As a woman, when you are infected with an STD, you are more vulnerable to infection from a second STD. While you are infected with your initial STD, vaginal tissues are inflamed, blood vessels can be injured and you are thus more susceptible to viruses and bacteria. As an example, you are more likely to contract HIV while you are dealing with a first STD than you are if you were otherwise healthy.
As a woman, you are more likely to experience serious consequences alongside your infection. These include infertility, ectopic pregnancy, PID, or pelvic inflammatory disease, heart disease, neurological problems, cervical cancer and increase risk of the contraction of HIV. The worst case scenario, in the cases of untreated HIV and syphilis, is death. If you have contracted an STD, it is important that you get over your embarrassment and seek medical attention immediately.
4.Risks to Newborns
You must consider the risk to your infant if you are infected with syphilis, herpes, HIV or hepatitis B. Any of these infections can be passed along to your child while in the womb or during the birthing process, particularly in the case of herpes. Your infection can result in a premature birth, a stillbirth or the death of your baby soon after birth. If your baby survives the birthing process, he or she is still at risk for birth defects, blindness, and, ultimately, a lifetime of infection.

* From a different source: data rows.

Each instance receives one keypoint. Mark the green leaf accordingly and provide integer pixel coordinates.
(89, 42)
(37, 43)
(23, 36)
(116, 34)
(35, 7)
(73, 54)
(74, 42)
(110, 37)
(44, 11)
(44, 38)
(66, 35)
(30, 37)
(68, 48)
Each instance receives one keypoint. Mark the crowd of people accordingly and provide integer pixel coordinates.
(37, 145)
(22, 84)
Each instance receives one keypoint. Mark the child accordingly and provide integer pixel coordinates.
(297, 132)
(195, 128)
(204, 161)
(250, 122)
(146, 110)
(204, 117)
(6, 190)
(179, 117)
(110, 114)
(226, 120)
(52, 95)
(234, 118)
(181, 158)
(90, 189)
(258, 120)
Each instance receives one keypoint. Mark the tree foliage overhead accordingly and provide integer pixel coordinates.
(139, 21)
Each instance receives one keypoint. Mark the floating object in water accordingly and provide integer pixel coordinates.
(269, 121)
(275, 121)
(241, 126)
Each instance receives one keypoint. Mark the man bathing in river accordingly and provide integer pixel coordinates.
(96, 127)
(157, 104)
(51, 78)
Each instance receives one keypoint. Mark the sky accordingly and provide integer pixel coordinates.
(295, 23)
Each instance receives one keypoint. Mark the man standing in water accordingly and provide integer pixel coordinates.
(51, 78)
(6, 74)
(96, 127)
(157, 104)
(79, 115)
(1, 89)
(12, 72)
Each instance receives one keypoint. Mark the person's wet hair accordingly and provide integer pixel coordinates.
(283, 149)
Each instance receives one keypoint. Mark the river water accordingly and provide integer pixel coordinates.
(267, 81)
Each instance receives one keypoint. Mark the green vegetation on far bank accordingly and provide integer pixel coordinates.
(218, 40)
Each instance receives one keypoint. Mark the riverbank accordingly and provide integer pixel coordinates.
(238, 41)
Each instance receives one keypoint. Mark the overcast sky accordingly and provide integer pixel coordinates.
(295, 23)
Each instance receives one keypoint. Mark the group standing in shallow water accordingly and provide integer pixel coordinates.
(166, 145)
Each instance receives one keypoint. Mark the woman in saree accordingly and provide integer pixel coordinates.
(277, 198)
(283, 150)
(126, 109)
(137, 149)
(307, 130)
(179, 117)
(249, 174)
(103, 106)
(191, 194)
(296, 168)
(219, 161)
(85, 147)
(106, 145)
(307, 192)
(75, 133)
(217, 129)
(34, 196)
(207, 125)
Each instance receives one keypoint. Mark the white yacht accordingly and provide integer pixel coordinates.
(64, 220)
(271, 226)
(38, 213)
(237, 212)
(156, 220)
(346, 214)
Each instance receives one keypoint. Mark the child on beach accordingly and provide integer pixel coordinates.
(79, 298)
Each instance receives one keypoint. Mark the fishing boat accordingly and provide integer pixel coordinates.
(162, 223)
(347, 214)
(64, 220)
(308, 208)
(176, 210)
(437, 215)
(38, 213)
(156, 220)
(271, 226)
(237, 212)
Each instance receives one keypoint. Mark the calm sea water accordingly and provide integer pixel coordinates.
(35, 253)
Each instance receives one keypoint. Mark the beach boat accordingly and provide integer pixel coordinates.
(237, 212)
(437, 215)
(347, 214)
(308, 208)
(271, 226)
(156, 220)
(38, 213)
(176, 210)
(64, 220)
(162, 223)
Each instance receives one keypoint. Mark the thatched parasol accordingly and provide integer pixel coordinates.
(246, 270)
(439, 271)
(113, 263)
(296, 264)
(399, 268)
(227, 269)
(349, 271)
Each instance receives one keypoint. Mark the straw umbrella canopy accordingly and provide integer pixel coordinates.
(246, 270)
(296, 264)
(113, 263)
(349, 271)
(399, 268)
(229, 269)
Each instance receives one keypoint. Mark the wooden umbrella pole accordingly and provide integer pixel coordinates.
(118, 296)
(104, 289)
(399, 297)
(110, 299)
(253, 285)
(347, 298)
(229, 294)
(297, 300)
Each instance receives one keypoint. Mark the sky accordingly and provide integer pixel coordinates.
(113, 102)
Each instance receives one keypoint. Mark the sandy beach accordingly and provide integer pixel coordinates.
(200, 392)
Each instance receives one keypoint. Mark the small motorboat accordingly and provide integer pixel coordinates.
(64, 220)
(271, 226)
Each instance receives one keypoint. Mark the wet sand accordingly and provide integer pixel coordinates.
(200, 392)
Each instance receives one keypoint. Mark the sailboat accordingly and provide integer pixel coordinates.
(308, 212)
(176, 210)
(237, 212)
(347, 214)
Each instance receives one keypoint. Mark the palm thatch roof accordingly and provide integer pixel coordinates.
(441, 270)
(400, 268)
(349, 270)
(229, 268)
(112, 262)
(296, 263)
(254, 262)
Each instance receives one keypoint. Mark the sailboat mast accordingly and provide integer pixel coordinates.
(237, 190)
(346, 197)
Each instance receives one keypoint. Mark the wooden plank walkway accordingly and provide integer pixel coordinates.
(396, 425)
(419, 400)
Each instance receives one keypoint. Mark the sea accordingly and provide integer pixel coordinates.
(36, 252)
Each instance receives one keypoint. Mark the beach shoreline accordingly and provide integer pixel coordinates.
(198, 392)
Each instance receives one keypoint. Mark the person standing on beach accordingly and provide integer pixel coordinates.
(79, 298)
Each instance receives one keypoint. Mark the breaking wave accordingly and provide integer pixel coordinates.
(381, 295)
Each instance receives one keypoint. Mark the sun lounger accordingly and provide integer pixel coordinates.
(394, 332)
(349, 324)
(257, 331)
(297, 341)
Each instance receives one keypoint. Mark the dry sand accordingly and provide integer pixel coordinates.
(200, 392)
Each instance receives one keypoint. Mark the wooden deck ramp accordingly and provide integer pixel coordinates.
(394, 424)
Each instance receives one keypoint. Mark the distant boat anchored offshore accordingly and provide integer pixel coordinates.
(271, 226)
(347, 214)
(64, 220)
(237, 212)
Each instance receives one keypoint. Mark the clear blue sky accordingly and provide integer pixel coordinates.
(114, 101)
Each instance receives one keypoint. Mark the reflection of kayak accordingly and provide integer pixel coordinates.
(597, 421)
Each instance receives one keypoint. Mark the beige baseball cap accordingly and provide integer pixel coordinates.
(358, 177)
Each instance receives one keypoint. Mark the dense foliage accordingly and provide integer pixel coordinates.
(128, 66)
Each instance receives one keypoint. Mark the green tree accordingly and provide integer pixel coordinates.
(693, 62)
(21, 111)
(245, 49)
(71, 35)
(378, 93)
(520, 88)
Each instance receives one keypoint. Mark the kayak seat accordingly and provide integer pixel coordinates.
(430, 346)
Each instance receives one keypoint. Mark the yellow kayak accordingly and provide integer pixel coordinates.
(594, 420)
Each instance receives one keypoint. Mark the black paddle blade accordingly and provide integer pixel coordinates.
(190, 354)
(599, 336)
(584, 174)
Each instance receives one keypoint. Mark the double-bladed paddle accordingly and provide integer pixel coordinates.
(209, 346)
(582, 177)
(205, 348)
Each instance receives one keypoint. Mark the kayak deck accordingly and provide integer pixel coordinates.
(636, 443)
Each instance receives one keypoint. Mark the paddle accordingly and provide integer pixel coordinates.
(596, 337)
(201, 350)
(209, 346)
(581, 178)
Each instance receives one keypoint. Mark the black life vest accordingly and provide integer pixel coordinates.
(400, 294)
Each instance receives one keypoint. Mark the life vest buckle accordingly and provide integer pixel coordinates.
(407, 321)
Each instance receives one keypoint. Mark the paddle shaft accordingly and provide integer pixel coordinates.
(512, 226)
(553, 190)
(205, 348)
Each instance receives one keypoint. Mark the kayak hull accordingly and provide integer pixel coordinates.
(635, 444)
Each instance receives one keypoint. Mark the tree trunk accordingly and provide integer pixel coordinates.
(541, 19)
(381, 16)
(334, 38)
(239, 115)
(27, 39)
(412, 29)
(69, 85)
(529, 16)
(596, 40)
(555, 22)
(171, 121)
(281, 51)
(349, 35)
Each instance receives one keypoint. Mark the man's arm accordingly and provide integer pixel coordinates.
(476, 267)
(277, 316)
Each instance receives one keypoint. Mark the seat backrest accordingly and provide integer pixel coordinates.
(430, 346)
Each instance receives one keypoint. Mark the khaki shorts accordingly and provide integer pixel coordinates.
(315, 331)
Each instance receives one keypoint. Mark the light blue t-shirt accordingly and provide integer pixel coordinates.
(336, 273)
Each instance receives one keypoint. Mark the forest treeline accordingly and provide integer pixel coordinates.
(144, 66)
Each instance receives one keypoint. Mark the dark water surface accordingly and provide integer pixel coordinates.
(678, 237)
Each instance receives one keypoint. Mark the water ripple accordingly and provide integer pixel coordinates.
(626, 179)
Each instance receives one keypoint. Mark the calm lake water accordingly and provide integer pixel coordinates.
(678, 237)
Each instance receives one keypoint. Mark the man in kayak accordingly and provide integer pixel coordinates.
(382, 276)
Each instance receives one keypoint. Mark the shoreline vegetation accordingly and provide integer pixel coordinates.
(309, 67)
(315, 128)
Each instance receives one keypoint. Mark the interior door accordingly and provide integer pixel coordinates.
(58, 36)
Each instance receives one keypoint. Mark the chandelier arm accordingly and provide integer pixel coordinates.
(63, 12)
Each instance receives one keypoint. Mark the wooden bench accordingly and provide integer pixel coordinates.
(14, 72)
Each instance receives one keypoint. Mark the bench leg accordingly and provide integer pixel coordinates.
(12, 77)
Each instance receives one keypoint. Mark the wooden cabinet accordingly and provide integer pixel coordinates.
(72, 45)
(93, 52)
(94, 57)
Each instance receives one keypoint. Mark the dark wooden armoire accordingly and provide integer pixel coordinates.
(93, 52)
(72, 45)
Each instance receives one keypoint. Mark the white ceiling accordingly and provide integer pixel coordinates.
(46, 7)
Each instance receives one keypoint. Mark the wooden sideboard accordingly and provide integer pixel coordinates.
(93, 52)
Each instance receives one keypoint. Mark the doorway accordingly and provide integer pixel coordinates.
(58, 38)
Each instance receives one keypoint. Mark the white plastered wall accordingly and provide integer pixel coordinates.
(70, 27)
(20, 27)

5.Reducing Your Risk of Contracting an STD
There are ways to reduce your risk of contracting an STD that are incredibly effective. The first step is to maintain a mutually monogamous relationship. By limiting your number of partners, you’re reducing your risk of contracting any STDs. Even when you maintain a monogamous relationship, you should use a new condom each time you have sexual intercourse. No matter how many partners you’ve had, if you are sexually active, you should be tested for STDs at least annually. Get tested immediately if you have any symptoms of an STD.
While STDs are serious for both genders, women typically suffer more long-lasting effects. Not only will an STD put your own health at risk, but it will put the health of your future children at risk. By practicing safe sex, limiting your number of partners and receiving annual testing, you will be as protected as possible from these harmful infections.